ここで大技を決めなければ新太の負けはほぼ確定する。逸る気持ちを押さえタイミングを見定める。
しばらく耐えてここだ、という瞬間をようやく捉える。一か八かの必殺技コマンドを叩き込もうとした、その瞬間だった。
『新太くん……』
いきなりさくらの泣きそうな顔が頭のなかに浮かびあがった。新太を呼ぶ、淡く消えそうな小さな声も間違いなく聞こえた。
普段ならギャラリーの歓声すら耳にはいらない。ましてやこんな騒がしい場所で、さくらの声が新太の耳に届くはずがない。それなのにはっきりと耳の奥で響いた。新太は思わず瞳を見開く。
はっと気づいた時は手遅れだった。
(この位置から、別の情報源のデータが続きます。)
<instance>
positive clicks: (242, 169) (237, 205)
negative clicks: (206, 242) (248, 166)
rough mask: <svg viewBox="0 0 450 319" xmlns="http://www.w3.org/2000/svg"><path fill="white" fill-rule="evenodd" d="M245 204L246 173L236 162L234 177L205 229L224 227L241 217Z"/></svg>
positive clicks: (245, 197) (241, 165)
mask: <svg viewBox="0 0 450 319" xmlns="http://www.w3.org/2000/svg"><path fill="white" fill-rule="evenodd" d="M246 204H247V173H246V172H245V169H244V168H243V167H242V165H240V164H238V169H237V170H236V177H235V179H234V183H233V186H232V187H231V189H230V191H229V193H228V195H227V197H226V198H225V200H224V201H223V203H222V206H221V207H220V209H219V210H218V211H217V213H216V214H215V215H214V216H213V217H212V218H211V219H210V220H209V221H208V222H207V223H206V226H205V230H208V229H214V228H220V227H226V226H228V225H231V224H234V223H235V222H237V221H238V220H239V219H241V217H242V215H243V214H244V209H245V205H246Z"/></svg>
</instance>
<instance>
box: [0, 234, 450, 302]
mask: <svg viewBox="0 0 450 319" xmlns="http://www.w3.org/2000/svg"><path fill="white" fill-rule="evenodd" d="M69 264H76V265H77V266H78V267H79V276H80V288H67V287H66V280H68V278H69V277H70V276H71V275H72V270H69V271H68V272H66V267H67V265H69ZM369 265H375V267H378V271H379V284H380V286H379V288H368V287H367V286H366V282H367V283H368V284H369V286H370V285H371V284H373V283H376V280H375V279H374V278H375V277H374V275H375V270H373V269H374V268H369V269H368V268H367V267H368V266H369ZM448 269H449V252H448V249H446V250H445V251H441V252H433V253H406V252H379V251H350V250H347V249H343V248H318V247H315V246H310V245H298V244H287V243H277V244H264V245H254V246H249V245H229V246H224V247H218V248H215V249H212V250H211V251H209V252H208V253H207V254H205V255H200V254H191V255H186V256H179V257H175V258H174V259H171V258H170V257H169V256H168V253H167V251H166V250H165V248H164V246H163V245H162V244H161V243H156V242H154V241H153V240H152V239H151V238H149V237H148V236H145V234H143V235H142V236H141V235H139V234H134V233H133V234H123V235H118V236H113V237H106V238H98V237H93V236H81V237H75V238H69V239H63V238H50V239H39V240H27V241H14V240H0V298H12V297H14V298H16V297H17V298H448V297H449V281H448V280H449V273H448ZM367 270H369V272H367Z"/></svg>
防御から素早く態勢を整え、コンマ何秒か前に神谷も、大技を仕掛けてきていた。
炎につつまれた激しいパンチの連打を浴びて、新太が使っているキャラが後ろにのけ反りながら宙を舞う。
(やられた……)
スティックを握る力が緩む。ギャラリーの、わあっと沸き返る歓声を遠い世界のことのように聞きながら、画面に浮かび上がったLOSEの文字を呆然と見つめた。
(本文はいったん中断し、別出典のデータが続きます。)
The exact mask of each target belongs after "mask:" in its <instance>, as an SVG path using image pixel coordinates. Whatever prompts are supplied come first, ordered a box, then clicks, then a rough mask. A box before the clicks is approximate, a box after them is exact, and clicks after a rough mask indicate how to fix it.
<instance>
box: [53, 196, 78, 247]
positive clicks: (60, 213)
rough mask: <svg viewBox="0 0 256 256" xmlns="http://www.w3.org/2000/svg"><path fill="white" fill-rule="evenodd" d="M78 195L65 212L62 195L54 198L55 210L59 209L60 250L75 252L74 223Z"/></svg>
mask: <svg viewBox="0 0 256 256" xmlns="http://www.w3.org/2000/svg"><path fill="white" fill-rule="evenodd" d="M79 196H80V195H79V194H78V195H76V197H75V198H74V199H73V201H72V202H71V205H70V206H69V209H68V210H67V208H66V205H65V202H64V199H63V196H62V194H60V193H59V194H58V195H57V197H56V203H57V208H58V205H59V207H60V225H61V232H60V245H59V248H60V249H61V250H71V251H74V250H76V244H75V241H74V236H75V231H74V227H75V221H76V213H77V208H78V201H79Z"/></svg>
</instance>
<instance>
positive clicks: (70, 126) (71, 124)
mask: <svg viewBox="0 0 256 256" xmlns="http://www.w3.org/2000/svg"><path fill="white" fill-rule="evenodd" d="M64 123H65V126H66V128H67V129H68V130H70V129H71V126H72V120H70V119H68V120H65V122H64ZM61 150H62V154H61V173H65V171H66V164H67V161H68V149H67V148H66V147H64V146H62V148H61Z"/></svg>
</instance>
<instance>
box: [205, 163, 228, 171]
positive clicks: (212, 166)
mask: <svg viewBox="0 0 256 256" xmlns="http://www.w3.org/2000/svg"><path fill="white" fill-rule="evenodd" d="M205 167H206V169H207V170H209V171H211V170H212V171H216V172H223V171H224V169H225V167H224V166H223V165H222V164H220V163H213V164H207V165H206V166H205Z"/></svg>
我に返りまわりを見回す。会場は薄暗いうえに、興奮した男たちにびっしり囲まれているから、さくらの姿など見つけることはできなかった。
(気のせい、だったのか?)
新太は大きくため息をついた。もう一度モニターに視線を戻すと、新太が使っていたキャラが無残に倒され、横たわっていた。じっとそれをみていたら悔しさがこみあげてきた。